Dudley was one of only a few predominantly Black high schools in the state that were allowed to remain open during desegregation in North Carolina. More often, those schools were closed and the students reassigned to majority-white schools.
So, in the fall of 1971, the unimaginable became reality: Dudley had its first white athletes, cheerleaders, majorettes, Junior ROTC cadets and student leaders.
It was hardly a perfect transition. There was some tension and awkwardness, especially in the beginning. Some students resented having to leave Dudley and some resented having to come to Dudley. But in time friendships were forged, some of them lasting.
And, in the spring of 1973, the first racially mixed class in Dudley’s history received diplomas.
Many of those students will convene at the Marriott Greensboro Downtown this weekend to reconnect, to reflect and, of course, to party.
The Dudley Consolidated Class of 1973, as it calls itself, is especially unique because it involves an “extended family.” Among those who have taken part in the planning of this year’s reunion:
Thus there will be three speakers at Saturday’s banquet:
- A white graduate, Leann Nease Brown, who now practices law at a Chapel Hill firm, Brown and Bunch PLLC.
- A Black alumnus, Thurman Guy, Ph.D., who attended Dudley as a sophomore but was redistricted to Page High School, where he graduated.
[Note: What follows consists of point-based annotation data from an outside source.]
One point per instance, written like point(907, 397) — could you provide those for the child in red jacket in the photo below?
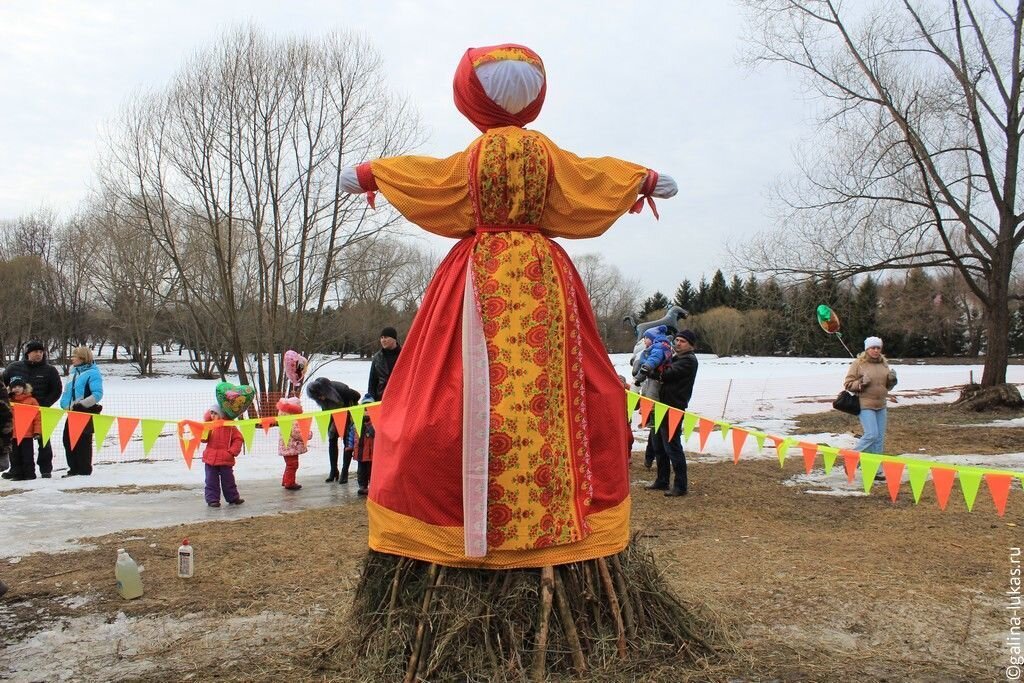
point(223, 444)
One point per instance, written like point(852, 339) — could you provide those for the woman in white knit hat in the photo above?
point(870, 378)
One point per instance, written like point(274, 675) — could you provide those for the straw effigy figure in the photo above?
point(499, 505)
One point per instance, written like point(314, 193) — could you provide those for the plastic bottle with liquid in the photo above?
point(185, 566)
point(127, 573)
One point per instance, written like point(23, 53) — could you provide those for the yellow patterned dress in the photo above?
point(502, 440)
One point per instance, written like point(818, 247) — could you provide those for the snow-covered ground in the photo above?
point(758, 392)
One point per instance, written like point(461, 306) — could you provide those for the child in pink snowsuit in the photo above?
point(291, 445)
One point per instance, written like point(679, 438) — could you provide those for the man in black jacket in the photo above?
point(383, 363)
point(46, 387)
point(677, 387)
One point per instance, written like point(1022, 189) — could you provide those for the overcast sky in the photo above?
point(656, 83)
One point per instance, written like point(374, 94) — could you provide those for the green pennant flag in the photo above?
point(151, 430)
point(828, 456)
point(356, 414)
point(285, 423)
point(970, 480)
point(868, 467)
point(689, 422)
point(49, 419)
point(101, 425)
point(659, 411)
point(248, 429)
point(760, 438)
point(919, 475)
point(323, 423)
point(632, 398)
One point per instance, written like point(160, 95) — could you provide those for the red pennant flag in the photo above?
point(126, 427)
point(894, 476)
point(24, 417)
point(850, 460)
point(76, 423)
point(645, 407)
point(305, 428)
point(675, 417)
point(738, 436)
point(705, 428)
point(998, 486)
point(942, 477)
point(810, 453)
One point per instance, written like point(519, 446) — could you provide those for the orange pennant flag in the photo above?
point(645, 407)
point(894, 476)
point(850, 460)
point(126, 427)
point(738, 436)
point(77, 423)
point(942, 477)
point(305, 428)
point(998, 486)
point(675, 417)
point(810, 453)
point(24, 417)
point(705, 428)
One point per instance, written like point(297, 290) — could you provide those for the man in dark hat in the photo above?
point(35, 369)
point(677, 387)
point(383, 361)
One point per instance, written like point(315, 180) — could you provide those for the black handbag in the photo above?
point(847, 402)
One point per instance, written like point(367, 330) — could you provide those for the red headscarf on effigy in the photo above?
point(472, 100)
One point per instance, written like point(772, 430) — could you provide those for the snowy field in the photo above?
point(758, 392)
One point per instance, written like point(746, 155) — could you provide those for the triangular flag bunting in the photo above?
point(738, 437)
point(942, 477)
point(868, 468)
point(689, 422)
point(970, 482)
point(151, 430)
point(894, 476)
point(248, 429)
point(632, 398)
point(645, 406)
point(126, 427)
point(828, 459)
point(24, 417)
point(675, 417)
point(919, 474)
point(101, 424)
point(810, 453)
point(998, 486)
point(76, 423)
point(659, 410)
point(704, 427)
point(323, 424)
point(50, 418)
point(850, 460)
point(356, 413)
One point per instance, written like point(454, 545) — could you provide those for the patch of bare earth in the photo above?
point(811, 587)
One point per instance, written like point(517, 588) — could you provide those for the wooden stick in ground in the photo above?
point(627, 600)
point(602, 567)
point(547, 589)
point(414, 657)
point(568, 624)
- And Black alumnus Howard “T.Y.” Moore, Student Council president in 1973, who spent all three of his high school years at Dudley.
As for John Allen Wall, now a Chicago attorney, he not only plans to attend the reunion but is working on a book about his experiences at Dudley and is conducting a survey of fellow alumni.
Wonder what they’ll say.
In 1971 Greensboro was considered a national model for school desegregation.
It had been unified, intentional and proactive in making the plan work. The Chamber of Commerce and Black clergy played a particularly instrumental role.
“Within a few months, experts were citing Greensboro as proof that blacks and whites could come together to make desegregation work,” William H. Chafe wrote in his 1980 book “Civilities and Civil Rights: Greensboro, North Carolina and the Black Struggle for Freedom.”
After studying desegregation in 43 communities, five organizations, including the NAACP Legal Defense Fund, declared that Greensboro’s process was “probably superior to that of almost any other city in the South.”
But as Chafe noted and we’re bearing witness today, it didn’t last.
Thanks to white flight to the suburbs and private schools, the diversity in Greensboro schools plummeted. Chafe wrote: “Over a period of seven years the school population declined by 5000 students and the ratio of white to black shifted from 68/32 to 55/45.” By 1978, four schools had become majority-Black.
Fifty years later, our brief flirtation with racial diversity seems quaint and oh so distant.
Today, what are now called Guilford County Schools are more than 60% Black and Hispanic and 27.5% white. The current Dudley student body is 2% white.
Meanwhile, state lawmakers are poised to make a bad situation worse by offering taxpayer-funded vouchers for private schools regardless of income.
So, while the Class of 1973 will no doubt celebrate and reminisce this weekend, it also may wonder whether the upheaval of 1971 was really worth it.
And what could have been if only we had stayed the course.